The Importance Of Posture

Take any building frame… it’s the skeletal structure and vertical alignment that gives it strength, stamina, and balance. The same goes for our bodies. The human body is designed to stand upright and in balance. If we don’t, everything begins to crumble and give way.

While it’s true that we may have an “older” building than we once had, know that it is NEVER too late to improve our posture! Studies reveal that even people in their 80s and 90s can improve, resulting in more mobility, independence, and a better quality of life.

Posture plays a significant role in our health and well-being. The body is very agile and adaptable, and can move in a multitude of directions, but it needs to start and return to a balanced state for it to work at its best. The body needs to be balanced not only from front to back, but also from right to left.

Even if your posture has been a problem for years, it’s possible to make improvements.
Rounded shoulders and a hunched stance may seem like a curse, but there’s a good chance you can still counteract these forces of gravity and begin to stand more erect.

Your ears, shoulders, hip bones, knees, and ankles all need to be closely aligned vertically to have correct posture. Yet, it’s easy to compromise this natural alignment.

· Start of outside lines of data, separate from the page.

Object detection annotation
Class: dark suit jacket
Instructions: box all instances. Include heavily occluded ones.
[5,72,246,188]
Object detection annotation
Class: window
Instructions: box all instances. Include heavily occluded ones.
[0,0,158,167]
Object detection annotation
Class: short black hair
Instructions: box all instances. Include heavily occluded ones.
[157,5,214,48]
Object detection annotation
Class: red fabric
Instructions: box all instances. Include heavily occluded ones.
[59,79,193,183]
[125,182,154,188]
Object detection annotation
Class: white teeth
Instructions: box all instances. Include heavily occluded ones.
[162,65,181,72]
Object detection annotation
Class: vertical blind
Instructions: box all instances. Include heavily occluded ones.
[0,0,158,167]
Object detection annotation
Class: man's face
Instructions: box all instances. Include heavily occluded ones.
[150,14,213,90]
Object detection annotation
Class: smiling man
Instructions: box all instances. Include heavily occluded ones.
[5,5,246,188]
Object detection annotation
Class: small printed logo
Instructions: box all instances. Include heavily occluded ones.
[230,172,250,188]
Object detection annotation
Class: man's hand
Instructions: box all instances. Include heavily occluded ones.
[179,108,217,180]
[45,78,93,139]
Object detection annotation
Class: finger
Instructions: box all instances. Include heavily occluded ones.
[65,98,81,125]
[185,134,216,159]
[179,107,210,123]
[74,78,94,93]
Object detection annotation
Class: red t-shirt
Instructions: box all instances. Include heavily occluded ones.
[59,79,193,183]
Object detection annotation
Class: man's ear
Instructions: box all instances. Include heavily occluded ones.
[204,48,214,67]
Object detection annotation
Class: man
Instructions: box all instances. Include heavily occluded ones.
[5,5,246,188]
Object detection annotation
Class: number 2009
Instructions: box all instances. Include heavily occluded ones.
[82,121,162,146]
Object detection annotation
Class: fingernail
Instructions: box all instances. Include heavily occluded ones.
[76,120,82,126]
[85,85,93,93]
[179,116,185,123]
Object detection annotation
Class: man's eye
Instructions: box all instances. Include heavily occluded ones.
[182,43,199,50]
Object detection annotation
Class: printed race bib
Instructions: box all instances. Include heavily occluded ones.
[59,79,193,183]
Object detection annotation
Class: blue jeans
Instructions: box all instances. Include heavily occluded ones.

A sore knee, pinched nerve in the neck, back pain, or recovery from a fall can cause any of us to favor one side over the other which tends to throw off our balance.

But your body was meant to move. Even if the body is out of alignment, your body will adapt using whichever muscles it must to move. Often, regaining correct posture can be a matter of altering your activities, readjusting your alignment and strengthening your muscles.

Benefits of Good Posture

Benefits of good posture includes:

  • Reduced pain
  • A smoother and more balanced gait
  • Less wear and tear on your joints
  • Increased movement efficiency
  • Greater self-awareness and self-confidence
  • Easier movement patterns and increased range of motion
  • Improved overall body strength
  • Reduced muscle tension and stress

What’s YOUR Why?

What is your pain preventing you from doing? What part of life are you not engaging in that you wish to? What is it that once used to bring you happiness and joy that you can no longer participate in?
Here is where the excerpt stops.